WBTG-FM
- Sheffield, Alabama; United States;
- Frequency: 106.3 MHz
- Branding: Gospel Power 106

Programming
- Format: Southern gospel
- Affiliations: SRN News

Ownership
- Owner: Slatton & Associates Broadcasters, Inc.
- Sister stations: WBTG (AM)

History
- First air date: February 1, 1978

Technical information
- Licensing authority: FCC
- Facility ID: 60608
- Class: C3
- ERP: 6,000 watts
- HAAT: 208 meters (683 feet)
- Transmitter coordinates: 34°41′34″N 87°47′49″W﻿ / ﻿34.69278°N 87.79694°W

Links
- Public license information: Public file; LMS;
- Webcast: Listen Live
- Website: wbtgradio.com

= WBTG-FM =

WBTG-FM (106.3 MHz, "Gospel Power 106") is an American radio station licensed to serve the community of Sheffield, Alabama.
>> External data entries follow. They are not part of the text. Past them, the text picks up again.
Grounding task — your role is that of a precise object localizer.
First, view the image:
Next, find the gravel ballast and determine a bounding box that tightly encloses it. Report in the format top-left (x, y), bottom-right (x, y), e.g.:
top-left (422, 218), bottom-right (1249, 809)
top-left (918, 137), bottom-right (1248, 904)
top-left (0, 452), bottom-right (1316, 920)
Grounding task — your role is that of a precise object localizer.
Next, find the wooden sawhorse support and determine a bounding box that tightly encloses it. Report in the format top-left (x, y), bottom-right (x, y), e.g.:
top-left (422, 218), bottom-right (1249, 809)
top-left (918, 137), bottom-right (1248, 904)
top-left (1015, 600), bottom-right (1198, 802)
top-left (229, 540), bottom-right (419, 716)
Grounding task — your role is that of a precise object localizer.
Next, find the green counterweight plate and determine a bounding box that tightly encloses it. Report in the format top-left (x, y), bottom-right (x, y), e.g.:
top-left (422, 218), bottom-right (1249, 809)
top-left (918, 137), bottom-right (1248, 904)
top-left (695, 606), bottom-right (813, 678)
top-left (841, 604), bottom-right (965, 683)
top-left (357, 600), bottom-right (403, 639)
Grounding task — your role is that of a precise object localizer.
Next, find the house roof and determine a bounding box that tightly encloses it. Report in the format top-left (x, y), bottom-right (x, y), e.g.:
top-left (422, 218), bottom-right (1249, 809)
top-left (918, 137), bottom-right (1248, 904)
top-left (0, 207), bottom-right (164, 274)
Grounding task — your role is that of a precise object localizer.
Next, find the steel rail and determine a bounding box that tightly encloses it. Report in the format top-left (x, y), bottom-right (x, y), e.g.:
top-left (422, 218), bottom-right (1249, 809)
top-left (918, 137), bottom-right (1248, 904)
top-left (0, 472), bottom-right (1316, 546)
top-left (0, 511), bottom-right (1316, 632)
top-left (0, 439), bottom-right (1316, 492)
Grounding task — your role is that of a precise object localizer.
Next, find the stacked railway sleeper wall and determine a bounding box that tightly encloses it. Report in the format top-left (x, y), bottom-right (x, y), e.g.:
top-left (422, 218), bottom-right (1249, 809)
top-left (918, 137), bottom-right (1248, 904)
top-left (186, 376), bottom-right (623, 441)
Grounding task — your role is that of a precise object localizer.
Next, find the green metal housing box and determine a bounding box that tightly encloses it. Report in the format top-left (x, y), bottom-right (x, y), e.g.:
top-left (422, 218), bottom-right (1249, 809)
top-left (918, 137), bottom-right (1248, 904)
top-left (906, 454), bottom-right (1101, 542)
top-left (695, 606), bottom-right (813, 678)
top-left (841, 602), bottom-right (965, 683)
The station was founded by Paul Slatton and is owned by Slatton & Associates Broadcasters, Inc.

==Programming==
WBTG-FM airs a Southern Gospel music format.

==History==
Founded as WBTG on February 1, 1978, the station was assigned the WBTG-FM call letters by the Federal Communications Commission on December 17, 1987, when its newly acquired sister station at 1290 AM changed callsigns from WHCM to WBTG.